Attelage pour remorque freinée

En raison de son poids important, la caravane est considérée comme une remorque freinée. C’est-à-dire qu’elle est équipée d’un frein associé à celui de la voiture qui la tracte. Il faut donc choisir un attelage compatible avec ce modèle, capable de supporter un PTAC – Poids Total Autorisé en Charge – excédant les 750 kg.
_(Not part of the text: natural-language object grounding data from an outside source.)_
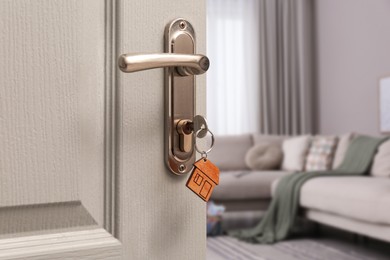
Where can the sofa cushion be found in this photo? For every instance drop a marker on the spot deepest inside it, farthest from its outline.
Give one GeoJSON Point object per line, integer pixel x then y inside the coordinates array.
{"type": "Point", "coordinates": [381, 165]}
{"type": "Point", "coordinates": [229, 152]}
{"type": "Point", "coordinates": [261, 138]}
{"type": "Point", "coordinates": [359, 197]}
{"type": "Point", "coordinates": [321, 153]}
{"type": "Point", "coordinates": [264, 156]}
{"type": "Point", "coordinates": [244, 185]}
{"type": "Point", "coordinates": [294, 153]}
{"type": "Point", "coordinates": [341, 149]}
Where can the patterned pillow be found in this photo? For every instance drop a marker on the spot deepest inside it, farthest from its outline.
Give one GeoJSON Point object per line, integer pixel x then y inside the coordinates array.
{"type": "Point", "coordinates": [321, 153]}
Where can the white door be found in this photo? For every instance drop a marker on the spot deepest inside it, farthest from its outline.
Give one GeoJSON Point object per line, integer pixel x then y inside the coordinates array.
{"type": "Point", "coordinates": [82, 172]}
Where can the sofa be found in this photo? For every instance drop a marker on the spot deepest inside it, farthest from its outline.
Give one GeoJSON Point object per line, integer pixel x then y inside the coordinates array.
{"type": "Point", "coordinates": [359, 204]}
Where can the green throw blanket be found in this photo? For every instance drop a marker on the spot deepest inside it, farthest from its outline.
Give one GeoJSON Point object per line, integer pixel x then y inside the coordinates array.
{"type": "Point", "coordinates": [278, 221]}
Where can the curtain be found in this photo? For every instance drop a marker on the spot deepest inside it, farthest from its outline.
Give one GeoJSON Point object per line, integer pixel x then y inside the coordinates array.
{"type": "Point", "coordinates": [233, 78]}
{"type": "Point", "coordinates": [260, 78]}
{"type": "Point", "coordinates": [286, 67]}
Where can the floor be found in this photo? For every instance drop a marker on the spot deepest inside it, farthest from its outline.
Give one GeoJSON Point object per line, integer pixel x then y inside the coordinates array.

Le diamètre de la boule d’attelage est également à prendre en considération ; selon la taille de la caravane, vous aurez le choix entre 45, 50 et 60 millimètres. A noter que la boule d’attelage est accrochée à la voiture, tandis que la tête d’attelage est installée sur le timon de la caravane. Concernant la tête d’attelage freinée, le maximum en termes de PTAC ne doit pas dépasser 3 500 kg.

Le système de freinage de l’attelage pour caravane

La remorque freinée possède un système de frein spécifique, doté d’un mode d’inertie. Il comprend un fût coulissant, pour déclencher le freinage de la roue, un système de transmission, des câbles de freins, une tringlerie. En termes de sécurité, ce type d’attelage permet de réduire la distance de freinage, d’environ 25 %. La caravane ne dérapera pas si le conducteur freine brusquement. Si, par malchance, l’attelage venait à se détacher (mauvaise fixation, boulons défaillants…), la caravane sera stoppée automatiquement. Autrement dit, la remorque freinée garantit une certaine longévité des plaquettes de frein de la voiture, car elle est étudiée pour les ménager.